Always launched with much fan fair and a long guest list of celebrities and media people. The Nigerian startup ecosystem may be already partying too much, like it's 1999. Except for the biggest media companies and some fast cash burning big ecommerce sites, I doubt if any of the startups have much revenue or even profits to be dropping these launch parties. Yeah, launch parties and events, By "launch" being pre-revenue, pre-sales and sometimes even pre-product.
I'm sure it's nice to mix business and partying like Jordan Belfort even before the first sales start coming in. And I am open to the claims that these PR events are essential for press coverage and early realeases. For example, SlotMobileApp that launched recently, is already at the top of high traffic Nigerian ecommerce sites. But What's the main difference between them and Huntella Gadgets, a similar site that has been around for a while and which in a sustainable way acquire much of it's business through social media and search traffic. Which of the two is profitable and which will outlive the other?
Think of Nigerian music apps that sponsor weekly events with big name celebrities, Are they profitable or will they run out of cash? This is all debatable.
Noise isn't always performance. just take a look at SHOPA. The fast growing $11 million venture funded ecommerce startup that just closed it does after a high profile party attended by models and clebrities and then follow-up campaigns featuring the same class.
Seems we have forgotten the importance of Organic growth. We have no retrospect of how Startups like Instagram and even Facebook and Google got to where they are. They grew by lowering their costs of acquiring new users. Sometimes that cost is brought down to zero with their viral marketing.

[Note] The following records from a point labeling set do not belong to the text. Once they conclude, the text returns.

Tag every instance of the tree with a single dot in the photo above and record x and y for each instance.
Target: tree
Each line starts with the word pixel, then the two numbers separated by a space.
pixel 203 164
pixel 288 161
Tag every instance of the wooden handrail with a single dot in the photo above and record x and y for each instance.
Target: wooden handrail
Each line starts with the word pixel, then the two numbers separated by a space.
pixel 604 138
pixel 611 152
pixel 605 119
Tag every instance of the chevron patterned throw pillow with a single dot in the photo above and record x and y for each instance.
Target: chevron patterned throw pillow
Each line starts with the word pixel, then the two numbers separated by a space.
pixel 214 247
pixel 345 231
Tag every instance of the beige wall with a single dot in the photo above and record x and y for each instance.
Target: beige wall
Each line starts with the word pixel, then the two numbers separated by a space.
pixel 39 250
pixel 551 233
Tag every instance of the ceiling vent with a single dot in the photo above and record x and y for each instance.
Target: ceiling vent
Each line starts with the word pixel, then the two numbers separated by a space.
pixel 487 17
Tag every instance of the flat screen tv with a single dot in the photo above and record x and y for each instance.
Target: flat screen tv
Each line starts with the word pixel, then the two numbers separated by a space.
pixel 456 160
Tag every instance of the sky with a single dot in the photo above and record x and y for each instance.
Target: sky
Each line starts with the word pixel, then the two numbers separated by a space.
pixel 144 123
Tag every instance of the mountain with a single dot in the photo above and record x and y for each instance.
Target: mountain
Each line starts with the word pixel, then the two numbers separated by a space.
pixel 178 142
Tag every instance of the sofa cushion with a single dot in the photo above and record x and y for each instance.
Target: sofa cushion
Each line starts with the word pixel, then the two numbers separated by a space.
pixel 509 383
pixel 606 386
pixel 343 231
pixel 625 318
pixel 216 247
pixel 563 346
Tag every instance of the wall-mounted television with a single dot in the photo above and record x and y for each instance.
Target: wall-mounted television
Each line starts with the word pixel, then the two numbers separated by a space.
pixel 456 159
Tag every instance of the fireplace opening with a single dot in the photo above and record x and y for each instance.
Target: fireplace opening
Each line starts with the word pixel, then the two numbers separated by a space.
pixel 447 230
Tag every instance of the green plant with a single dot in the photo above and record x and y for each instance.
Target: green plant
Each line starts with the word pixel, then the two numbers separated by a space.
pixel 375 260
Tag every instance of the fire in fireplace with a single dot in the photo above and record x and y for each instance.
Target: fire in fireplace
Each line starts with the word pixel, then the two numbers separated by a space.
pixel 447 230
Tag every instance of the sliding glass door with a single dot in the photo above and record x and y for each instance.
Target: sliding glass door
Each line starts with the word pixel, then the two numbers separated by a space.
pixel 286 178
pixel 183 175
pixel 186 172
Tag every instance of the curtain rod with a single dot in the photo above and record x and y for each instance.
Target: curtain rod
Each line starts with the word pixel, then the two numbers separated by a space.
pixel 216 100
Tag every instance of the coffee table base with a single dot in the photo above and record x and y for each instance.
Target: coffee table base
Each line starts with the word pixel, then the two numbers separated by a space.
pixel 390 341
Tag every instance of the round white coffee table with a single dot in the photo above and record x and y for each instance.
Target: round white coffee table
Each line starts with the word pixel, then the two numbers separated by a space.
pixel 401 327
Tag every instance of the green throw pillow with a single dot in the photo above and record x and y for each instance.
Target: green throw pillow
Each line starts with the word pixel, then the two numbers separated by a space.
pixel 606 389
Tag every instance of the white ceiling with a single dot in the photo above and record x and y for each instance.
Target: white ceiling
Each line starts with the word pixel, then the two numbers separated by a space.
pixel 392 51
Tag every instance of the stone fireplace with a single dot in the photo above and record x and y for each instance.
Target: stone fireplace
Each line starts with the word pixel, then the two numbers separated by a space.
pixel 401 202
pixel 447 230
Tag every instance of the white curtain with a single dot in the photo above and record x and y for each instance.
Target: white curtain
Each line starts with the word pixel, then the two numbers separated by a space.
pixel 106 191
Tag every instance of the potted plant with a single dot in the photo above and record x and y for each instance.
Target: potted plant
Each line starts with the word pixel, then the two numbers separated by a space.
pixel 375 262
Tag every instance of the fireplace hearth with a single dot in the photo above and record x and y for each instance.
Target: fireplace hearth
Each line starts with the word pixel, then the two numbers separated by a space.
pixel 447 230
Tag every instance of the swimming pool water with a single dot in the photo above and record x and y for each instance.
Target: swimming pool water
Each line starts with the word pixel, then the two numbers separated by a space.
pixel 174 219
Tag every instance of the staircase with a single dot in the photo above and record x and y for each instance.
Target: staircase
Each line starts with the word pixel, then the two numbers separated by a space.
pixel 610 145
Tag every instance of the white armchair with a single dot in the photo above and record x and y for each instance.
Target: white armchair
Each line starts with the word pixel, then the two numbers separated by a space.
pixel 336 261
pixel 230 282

Seriously, if you have to pay celebrities to acquire new users (and you are not even an entertainment company) how long will you be in business without again raising a lot of money to keep paying these celebrities and again and again till the funding surpasses your actual business or we hit a funding crunch and you are out of business.
Lastly, I forget where I saw this quote, but the saying goes like this "If you wanna survive in business, be a cockroach." I know investment is good in a booming market to grab as much market share and as quickly as you could, but being wasteful is equally bad and can kick you out of the market.